Michael Ibsen, a descendant of England's king Richard III, with a plastic model based on a CT scan the king's skull
The face of England's much-maligned king Richard III was revealed on Tuesday for the first time in 500 years on Tuesday following a reconstruction of his skeleton which was found buried underneath a car park.
The three-dimensional plastic model is based on a CT scan of the skull of the king, who was killed in battle in 1485 after just two years on the throne but lived on as one of history's worst villains in the eponymous play by William Shakespeare.
Academics hope the discovery of his remains under a car park in the central English city of Leicester, complete with the twisted spine of folklore and major wounds to his skull, will lead to a rehabilitation of his reputation.

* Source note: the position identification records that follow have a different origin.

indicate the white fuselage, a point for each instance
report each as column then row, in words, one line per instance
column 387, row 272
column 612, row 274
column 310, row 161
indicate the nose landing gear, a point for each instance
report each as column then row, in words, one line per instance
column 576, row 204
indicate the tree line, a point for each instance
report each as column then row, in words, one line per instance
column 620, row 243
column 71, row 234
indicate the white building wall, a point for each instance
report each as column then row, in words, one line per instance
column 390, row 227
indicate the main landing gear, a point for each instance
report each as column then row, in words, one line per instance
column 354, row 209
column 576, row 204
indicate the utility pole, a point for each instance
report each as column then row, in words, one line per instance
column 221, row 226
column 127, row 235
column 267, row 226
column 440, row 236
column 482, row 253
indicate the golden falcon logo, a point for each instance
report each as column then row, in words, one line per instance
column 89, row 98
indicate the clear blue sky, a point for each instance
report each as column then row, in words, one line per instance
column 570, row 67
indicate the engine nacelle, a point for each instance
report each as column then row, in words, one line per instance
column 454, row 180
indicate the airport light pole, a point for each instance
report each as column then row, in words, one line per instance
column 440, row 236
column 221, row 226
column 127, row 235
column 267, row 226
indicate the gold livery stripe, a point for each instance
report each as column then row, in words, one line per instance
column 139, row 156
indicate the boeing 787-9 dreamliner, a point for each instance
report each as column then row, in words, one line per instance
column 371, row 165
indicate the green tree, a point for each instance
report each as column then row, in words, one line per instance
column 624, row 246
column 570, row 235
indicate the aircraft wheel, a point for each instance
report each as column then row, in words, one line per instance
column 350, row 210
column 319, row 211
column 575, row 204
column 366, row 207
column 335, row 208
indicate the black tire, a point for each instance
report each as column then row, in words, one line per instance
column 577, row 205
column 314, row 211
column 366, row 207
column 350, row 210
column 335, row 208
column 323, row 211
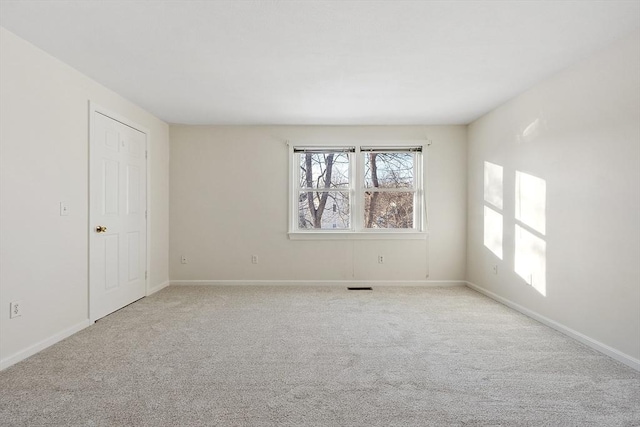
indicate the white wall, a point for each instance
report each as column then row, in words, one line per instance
column 229, row 189
column 580, row 132
column 44, row 160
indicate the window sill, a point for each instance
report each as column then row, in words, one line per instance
column 351, row 235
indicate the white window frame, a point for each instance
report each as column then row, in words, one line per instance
column 356, row 191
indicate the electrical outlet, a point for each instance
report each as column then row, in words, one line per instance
column 15, row 309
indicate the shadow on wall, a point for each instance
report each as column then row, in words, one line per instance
column 529, row 222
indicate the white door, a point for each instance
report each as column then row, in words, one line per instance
column 117, row 215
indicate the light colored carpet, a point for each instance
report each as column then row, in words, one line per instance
column 321, row 356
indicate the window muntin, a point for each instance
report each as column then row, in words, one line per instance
column 357, row 189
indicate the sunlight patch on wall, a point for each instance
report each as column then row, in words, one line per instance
column 493, row 231
column 493, row 184
column 530, row 259
column 530, row 245
column 531, row 196
column 493, row 200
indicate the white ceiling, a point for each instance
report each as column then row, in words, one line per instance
column 319, row 62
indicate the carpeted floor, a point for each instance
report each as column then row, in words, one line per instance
column 321, row 356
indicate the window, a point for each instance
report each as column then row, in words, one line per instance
column 356, row 190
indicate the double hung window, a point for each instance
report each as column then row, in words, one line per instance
column 365, row 189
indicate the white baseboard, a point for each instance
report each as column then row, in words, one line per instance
column 422, row 283
column 590, row 342
column 30, row 351
column 155, row 288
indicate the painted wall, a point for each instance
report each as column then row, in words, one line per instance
column 569, row 152
column 229, row 190
column 44, row 160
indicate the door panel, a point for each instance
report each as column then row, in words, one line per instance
column 117, row 260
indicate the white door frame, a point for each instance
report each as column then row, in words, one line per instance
column 93, row 109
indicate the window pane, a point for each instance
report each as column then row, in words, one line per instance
column 324, row 170
column 388, row 209
column 323, row 209
column 388, row 170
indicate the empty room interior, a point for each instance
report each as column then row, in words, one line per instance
column 320, row 213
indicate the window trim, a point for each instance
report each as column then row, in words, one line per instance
column 357, row 189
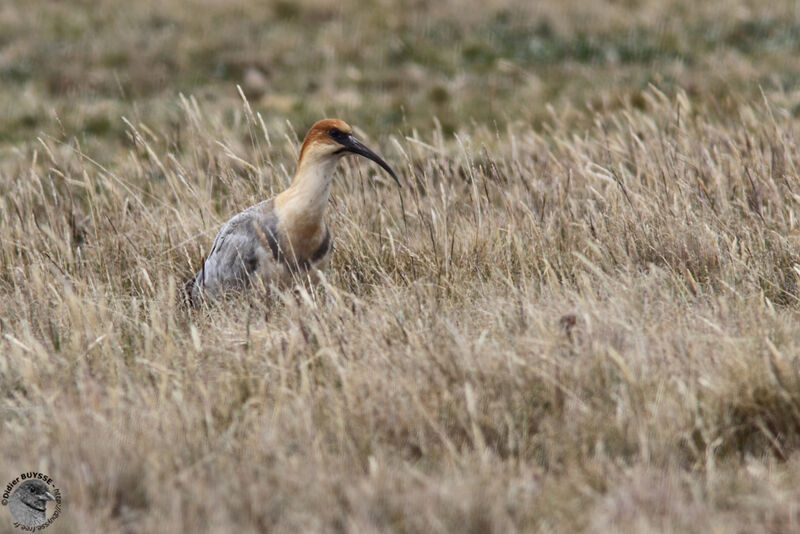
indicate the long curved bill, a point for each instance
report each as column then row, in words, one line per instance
column 351, row 144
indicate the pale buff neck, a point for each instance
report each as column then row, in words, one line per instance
column 301, row 207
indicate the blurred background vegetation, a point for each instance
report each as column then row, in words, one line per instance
column 73, row 68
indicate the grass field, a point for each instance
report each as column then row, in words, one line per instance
column 586, row 318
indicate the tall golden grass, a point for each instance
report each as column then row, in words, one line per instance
column 565, row 330
column 585, row 318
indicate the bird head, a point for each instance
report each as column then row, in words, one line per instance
column 34, row 494
column 330, row 139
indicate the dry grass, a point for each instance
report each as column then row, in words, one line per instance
column 590, row 324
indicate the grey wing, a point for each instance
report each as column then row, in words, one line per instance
column 241, row 247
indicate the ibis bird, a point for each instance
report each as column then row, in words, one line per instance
column 284, row 238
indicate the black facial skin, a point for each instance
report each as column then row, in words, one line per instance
column 353, row 145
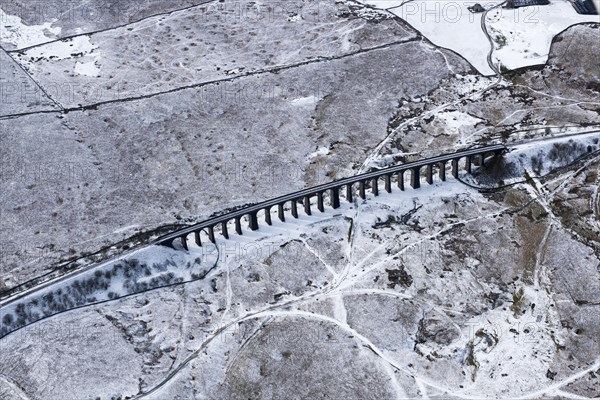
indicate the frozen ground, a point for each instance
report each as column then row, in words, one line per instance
column 518, row 37
column 442, row 293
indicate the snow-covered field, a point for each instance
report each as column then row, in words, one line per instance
column 443, row 292
column 521, row 36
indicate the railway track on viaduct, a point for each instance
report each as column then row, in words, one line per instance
column 348, row 188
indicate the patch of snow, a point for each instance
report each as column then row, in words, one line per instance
column 454, row 121
column 88, row 68
column 523, row 35
column 321, row 151
column 385, row 4
column 15, row 32
column 451, row 25
column 79, row 47
column 303, row 101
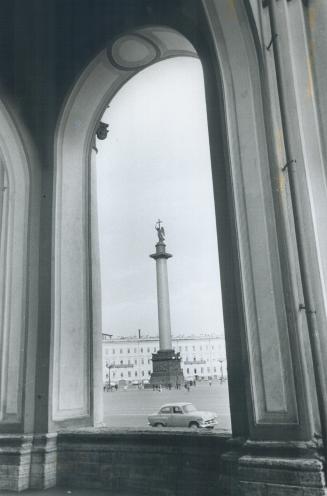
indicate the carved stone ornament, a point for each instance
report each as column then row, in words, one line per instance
column 102, row 130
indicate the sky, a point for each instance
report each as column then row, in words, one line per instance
column 155, row 163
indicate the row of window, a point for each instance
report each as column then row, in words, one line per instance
column 143, row 373
column 129, row 362
column 121, row 350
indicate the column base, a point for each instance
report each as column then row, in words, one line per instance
column 278, row 470
column 28, row 461
column 167, row 369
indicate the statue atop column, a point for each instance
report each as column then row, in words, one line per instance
column 160, row 231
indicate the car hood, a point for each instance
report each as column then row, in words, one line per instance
column 204, row 414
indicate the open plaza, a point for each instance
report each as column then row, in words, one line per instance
column 130, row 407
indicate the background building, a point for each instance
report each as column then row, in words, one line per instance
column 130, row 358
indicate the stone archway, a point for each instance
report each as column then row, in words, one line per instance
column 19, row 218
column 267, row 377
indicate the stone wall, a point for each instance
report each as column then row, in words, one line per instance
column 146, row 462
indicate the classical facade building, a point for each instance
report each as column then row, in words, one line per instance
column 265, row 71
column 130, row 359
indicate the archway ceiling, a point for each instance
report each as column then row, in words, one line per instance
column 143, row 47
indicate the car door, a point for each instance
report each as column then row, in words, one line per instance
column 164, row 416
column 177, row 417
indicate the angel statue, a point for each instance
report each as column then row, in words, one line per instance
column 160, row 230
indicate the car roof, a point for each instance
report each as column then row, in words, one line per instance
column 181, row 403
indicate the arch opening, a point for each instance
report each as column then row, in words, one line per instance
column 159, row 162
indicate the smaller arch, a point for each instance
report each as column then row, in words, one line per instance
column 17, row 288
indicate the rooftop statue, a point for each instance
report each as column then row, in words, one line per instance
column 160, row 231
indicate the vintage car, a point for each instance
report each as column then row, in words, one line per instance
column 182, row 415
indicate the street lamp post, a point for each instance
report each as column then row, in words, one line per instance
column 221, row 371
column 109, row 367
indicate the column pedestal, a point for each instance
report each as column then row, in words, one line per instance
column 167, row 369
column 272, row 469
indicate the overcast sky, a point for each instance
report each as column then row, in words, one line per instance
column 156, row 163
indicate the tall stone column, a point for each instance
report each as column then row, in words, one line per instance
column 161, row 258
column 166, row 363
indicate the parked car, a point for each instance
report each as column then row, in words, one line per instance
column 182, row 415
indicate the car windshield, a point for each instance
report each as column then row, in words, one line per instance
column 189, row 408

And Richard III enthusiasts believe the image of his face, until now only depicted in paintings, will be key to rewriting his legend.
"It's an interesting face, younger and fuller than we have been used to seeing, less careworn, and with the hint of a smile," said Phil Stone, chairman of the Richard III Society.
Another member of the society, Philippa Langley, who led the project to unearth the bones of the last Plantagenet king, said the reconstruction showed for the first time what he might have looked like when he died in battle aged 32.
"The portraiture that we have of him that was done in the Tudor era always seems to bring out this guy who looks like he was 50," she told AFP.
"He led armies and he fought many skirmishes and I think you can see that strength of character and that determination."
The task of reconstructing the face -- complete with shoulder-length black hair -- was led by Caroline Wilkinson, professor of craniofacial identification at the University of Dundee in Scotland, and paid for by the Richard III Society.
Her team created a scientific reconstruction using a CT scan of the remains, without any reference to contemporary portraits of the king, and then "humanised" it by painting the face and adding features such as brows and eyelashes.
Another academic has been trying to establish how Richard may have sounded when he spoke.
Philip Shaw of the University of Leicester examined the king's handwriting, and given that the spelling in those days often reflected local dialect, concluded that he may well have spoken with a Birmingham accent.
The skeleton was found during an archaeological dig at a municipal car park in Leicester last August.
A team at the University of Leicester announced on Monday that DNA tests, carbon dating and examination of bones had proved beyond reasonable doubt that it belonged to Richard, ending a 500-year-old mystery.
After his death at the Battle of Bosworth, near Leicester, Richard's body was buried by Franciscan friars, known as Greyfriars, in an unmarked grave. When their monastery was destroyed in the 1530s, all traces of him disappeared.
Richard's remains will now be re-interred at Leicester Cathedral in a ceremony next year that befits his royal status.
In "Richard III", Shakespeare described a villain who murdered his two young nephews to win the throne, whose hunchback and withered arm were a physical manifestation of his evil.
The skeleton confirms the king did have a twisted spin, but no withered arm.
Enthusiasts also say there is no evidence he killed the young boys, and hope the focus will now shift to the social reforms Richard introduced.